# Homework Help: Prove the sequence converges uniformly

1. Mar 28, 2009

### wackikat

1. The problem statement, all variables and given/known data
Let f_n be a sequence of function whcih converges pointwise on [0,1] where each one is Lipschitz with the same constant C. Prove that the sequence converges uniformly.

2. Relevant equations

A function is called Lipschitz with Lipschitz constant C if |f(x)-f(y)| <= C|x-y| for all x,y in its domain.

Let f_n be a sequence of functions defined on a set S. f is the pointwise limit of f_n if for all t in S lim n to infinity f_n(t) = f(t)

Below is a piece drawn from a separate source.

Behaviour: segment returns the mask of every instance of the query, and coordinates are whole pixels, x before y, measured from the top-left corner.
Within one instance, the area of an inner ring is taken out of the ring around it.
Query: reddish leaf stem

3. The attempt at a solution
I know that somehow I must show if for all epsilon > 0 there exists N in naturals such that sup|f_n(t) -f(t)| < epsilon if n>N for all t in [0,1]
Or show the Uniform Cauchy Criterion holds : for all epsilon > 0 there exists N in naturals such that |f_n(t) -f_m(t)| < epsilon for all m,n > t for all t in [0,1].

2. Mar 29, 2009

### Focus

Go for the uniform Cauchy, use the triangle inequality and the fact that |x-y| could at most be 1.

3. Mar 29, 2009

### yyat

Hint: Pointwise convergence implies uniform convergence on any finite set of points. Since [0,1] is compact, you can choose points x1,...,xk such that the distances between consecutive points is arbitrarily small.

4. Mar 29, 2009

### wackikat

I've tried using Cauchy, but I just seem to end back with a term I started with.
Here's what I tried.
|f_n(x) -f_m(x)| = |f_n(x) + f_n(y) + f_n(y) - f_m(x)| <= |f_n(x) + f_n(y)| + |f_n(y) - f_m(x)| <= C|x-y| + |f_n(y) - f_m(x)| = C|x-y| + |f_n(y) -f_n(x) + f_n(x) - f_m(x)| <=
2C|x-y| + |f_n(x) - f_m(x)|

As for yyat's hint, I don't believe that is true. The sequence of funtions could converge to a discontinuouse f(x) which would mean there could not be uniform convergence.
If we knew Pointwise convergence implies uniform convergence on any finite set of points then we would not need the fact that the functions are Lipschitz.

5. Mar 29, 2009

### yyat

Any function defined on a finite set of points is continuous.

Why? You want to prove uniform convergence on [0,1], which is not a finite set. The Lipschitz continuity is crucial here.